Disques

L’arbre que cachait la forêt

L’arbre, c’est cet émouvant Stabat Mater que vient d’enregistrer l’ensemble vocal Jacques Moderne sous la direction de Joël Suhubiette. La forêt n’est autre que ce gigantesque corpus de plus de cinq cents sonates, composé par Domenico Scarlatti, que tous les « clavieristes » (clavecinistes et pianistes) ont contribué à largement populariser. Voici une parution qui nous rappelle opportunément à quel point Scarlatti fut un génie de l’art sacré.

Joël Suhubiette et son ensemble Jacques Moderne plongent l’auditeur dans l’univers lumineux de la musique vocale de ce grand inventeur de formes.

 
Les deux pièces essentielles de ce corpus enregistrées ici témoignent d’un extrême raffinement et d’une inspiration exceptionnelle en ce début du dix-huitième siècle. La plus ambitieuse des partitions vocales de Scarlatti, ce Stabat Mater, dont on sait peu de choses sur les circonstances de sa composition, impressionne immédiatement l’auditeur par sa profondeur dramatique et la richesse harmonique, ou tout simplement polyphonique, de son écriture.
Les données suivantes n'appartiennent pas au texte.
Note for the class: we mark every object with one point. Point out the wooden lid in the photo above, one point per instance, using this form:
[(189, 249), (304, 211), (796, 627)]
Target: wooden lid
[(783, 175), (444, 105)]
L’invention surprend à chaque mesure. Il faut écouter la puissance dramatique d’un enchaînement comme celui qui lie le « Cujus animam gementem » au « Quis non posset ». L’« Inflammatus » coupe le souffle. Celui de l’auditeur, pas celui des chanteurs qui réalisent là une performance admirable !
Toutes les ressources techniques de la voix sont placées au service de l’expression.

On ne possède pas davantage d’information concernant la Messe de Madrid (Missa Quatuor Vocum), baptisée ainsi du fait de sa retranscription pour la Chapelle Royale d’Espagne en 1754. L’écriture en est bien différente de celle du Stabat Mater. Aucun effet dramatique ne vient perturber le style « ancien », le flux continu de musique qui la parcourt. Le détachement apparent qui la caractérise établit une sorte d’effet hypnotique fascinant. Les deux courtes œuvres qui complètent cet album, le Cibavit nos et le Te Deum, obéissent à peu près aux mêmes canons que la Messe de Madrid, s’opposant en cela à ceux du Stabat Mater. Un petit ensemble instrumental (basses, théorbe, clavecin et orgue) soutiennent discrètement mais efficacement l’ensemble vocal.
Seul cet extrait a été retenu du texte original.